Joined: Jun 07, 2001
Posts: 27
Could somebody explain me the exact reason for this Question..

What happens when you attempt to compile and run these two files in the
same directory?
//File P1.java
package MyPackage;
class P1{
void afancymethod(){
System.out.println("What a fancy method");
}
}
//File P2.java
public class P2 extends P1{
void afancymethod()
{
}
}
a. Both compile and P2 outputs "What a fancy method" when run
b. Neither will compile
c. Both compile but P2 has an error at run time
d.
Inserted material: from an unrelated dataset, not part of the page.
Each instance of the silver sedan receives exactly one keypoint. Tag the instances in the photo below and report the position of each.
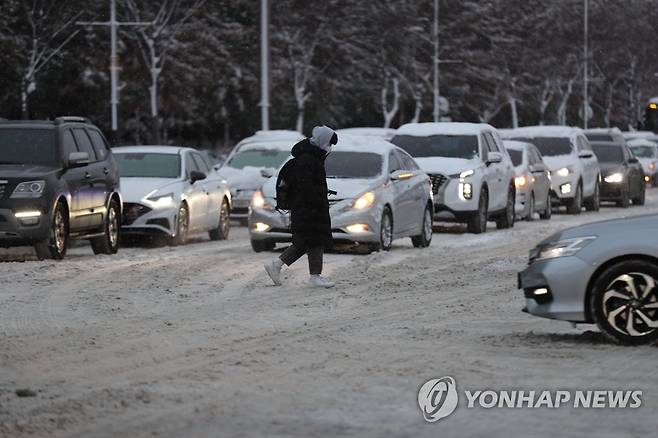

P1 compiles cleanly but P2 has an error at compile time
Plz explain me in detail as i am very weak in Packages as i havent done anything practically
Thanx
Kaushik
Metal Zhang
Ranch Hand

Joined: Aug 05, 2001
Posts: 52
I think the answer is D.
You can compile them by yourself.If you want to compile and run them successfully.You must do like this.
1,You must declare class P1 as public class;

2,Compile P1.java with the command line list below:

3,You must import class MyPackage.P1 before you define class P2;

or declare class P2 like this:

4,You must define a method named main in file P2.java if you want to run it.

5,You must make sure the current directory "." in your system's CLASSPATH variable.
------------------
Java lover from hell!
[This message has been edited by Metal Zhang (edited August 17, 2001).]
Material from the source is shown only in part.